12 A & 80 G registration for NGOs

Registering an NGO in India has many advantages. The most important one are the rebates in income tax under two major sections – the 80G and 12A.

Most of us would agree with the sentiments of Einstein on understanding Income tax. We have tried to simplify here on how the rebates work,

12 A Registration

The first step an NGO should do is get an exemption certificate – 12 A registration. This helps in getting a rebate on tax. The 12 A registration will help you in seeking grants from government or organizations abroad, as it can be shown as a proof of the existence and purposes of your NGO. Whether your NGO is registered as a trust, society or a not-for-profit company, you have to get a 12A certification to avail tax exemption.

Registration under 80G

Once the first step of registering your NGO under section 12 A is complete, you can seek to register under 80G. This would help the donor, who is donating money to your organization can avail tax benefits based on this registration number. Only an NGO registered under both 12A and 80G is eligible for availing government funding. 80 G certificate also helps you bring in foreign contributions.

The registration process may take a few months, it is a lifetime registration with no requirement for renewals.

Applying for 80G Certificate

To apply for an 80G certificate, the organisation must have a 12A registration. Only NGOs and non-profitable institutions with a 12A certificate are eligible for 80G certification.

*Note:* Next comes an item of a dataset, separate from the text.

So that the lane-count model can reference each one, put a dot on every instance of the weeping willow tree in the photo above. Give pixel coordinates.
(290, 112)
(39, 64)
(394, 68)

To get an 80G certificate, the organisation has to fill in Form 10G and attach the activity report for the past one to three years, with an audited statement for the past three years, or even from the date of establishment in certain cases. All the relevant forms are available on the income tax official website. The certificate is offered after your application is scrutinised & once an officer visits your organization for an inspection.

Registration of 12 A and 80 G certificate

Eligibility for 80G Certification

Not all NGOs or trusts are eligible for 80G certification. There are certain rules which need to be followed to obtain it. Here are the details under which the government can reject your claim for an 80G certification.

Separate business from charity

If an NGO is involved in any business or financial transaction apart from the donations,they have to be segregated.If not, the 80G certification request will be rejected.

Misuse of funds

There should be no misuse of funds for any other purpose, even if it is for the organization.

No Religious Activity

An NGO/Trust should not be involved in any religious preaching or they cannot be operated exclusively for a particular caste or creed.

Proper Accounting

Clear accounting of all transactions should be maintained right from the start and must be submitted as proof while applying for 80G. These documents will be scrutinised thoroughly before 80G certification is issued.

Tax Benefits to the Organisation

The 80 G certification provides tax exemption for the donors, which encourages them to donate to an organization, as well as offers tax benefits to the NGOs. The certification provides tax benefits of 10 to 50% of the total amount donated.

The institution can get an exemption of 10% for the gross income earned through donations and contributions. The Income Tax Department has the power to approve or reject such requests upon disqualification of the NGO or any dissatisfaction found by the department towards the organization’s activities.

Requirements for 80G certificate

  • If a non-profit organisation is undertaking any business, it has to maintain a separate account and should not mix the donations they receive for a social cause.
  • Other than the charitable cause, the organisation or its bylaws should not represent any other cause. None of the donations can be spent toward anything but the charitable cause.
  • The organisation shall not be able to apply for 80G if it supports religion-based, caste- or creed-based activities.
  • The organisation should be registered under the Societies Registration Act, 1860, or registered under section 25 of the Companies Act, 1956.

However, the Income Tax Department has the power to approve or reject such approval upon disqualification of the non-profit organisation or dissatisfaction found by the department towards the non-profit organisation activities.